Dropkick Murphys @ Rock City

It is no exaggeration to say that Boston rockers ‘The Dropkick Murphys’ brought the house down at Rock City on Monday evening with a frenetic, loud and simply outstanding live performance. With 27 songs, fans on stage including one on the mandolin for a time, covers, album tracks new and old and an energy level which spread from the band across the venue as a whole, the gig had absolutely everything, to the extent where the term ‘gig’ perhaps does not do the occasion justice; ‘experience’ would perhaps be closer to the mark.

Being amongst a crowd of a higher average age than myself, and only knowing a few songs in full before attending, it was a step into the unknown and I had no idea what to expect. By the time 3 songs had been played however, in particular the catchy and infectious lyrics of ‘The Boys Are Back’, I was completely immersed in the gig, as was every other person around me, with the band seemingly communicating with each member of the crowd directly as opposed to as a collective and as a consequence achieving the rare feat of making a venue seem smaller than it actually is, and therefore more intimate.

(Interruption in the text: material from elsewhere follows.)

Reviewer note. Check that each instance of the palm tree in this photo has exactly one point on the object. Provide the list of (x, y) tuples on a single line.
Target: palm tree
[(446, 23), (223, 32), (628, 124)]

The truth is, as the set progressed it became obvious – despite this being the first time I had been present at one of their shows – that this band are made for live gigs, and that this is the part of their ‘job’ (for want of a better way to put it!) that they wait for, and live for. ‘The State of Massachusetts’ went down a storm, ‘Rose Tattoo’ (yours truly’s personal favourite) was fantastic, their cover of Lulu’s ‘Here Comes The Night’ particularly memorable and unexpected. It would be impossible to go through the explosive, lengthy set song by song, yet it seems unfair to highlight aspects of the gig without making clear that weaknesses elsewhere were non-existent.

The absolute highlights? Their cover of ‘Fields of Athenry’, played at the request of an audience member, is one of the best versions of the popular song you will hear. Their cover of the famous Liverpool anthem ‘You’ll Never Walk Alone’, once getting over the fact it is very different to the original, is a very good listen. ‘Shipping Up To Boston’, which many know from the soundtrack to the film ‘The Departed’, predictably went down a storm.

But the best of the best of the best (apologies) had to be the lyrically powerful and incredibly well written ‘Worker’s Song’, sung with real emotion by band and audience alike and leaving a lasting impression I would expect on everyone fortunate enough to be present.

Put simply, despite best efforts superlatives cannot do ‘The Dropkick Murphys’ justice in terms of describing their ability to put on a live show. It does not matter whether you are a big fan, only know ‘Shipping Up To Boston’ or haven’t come across any of their music – if you get the chance to see them live, do not pass up the opportunity. You won’t be disappointed.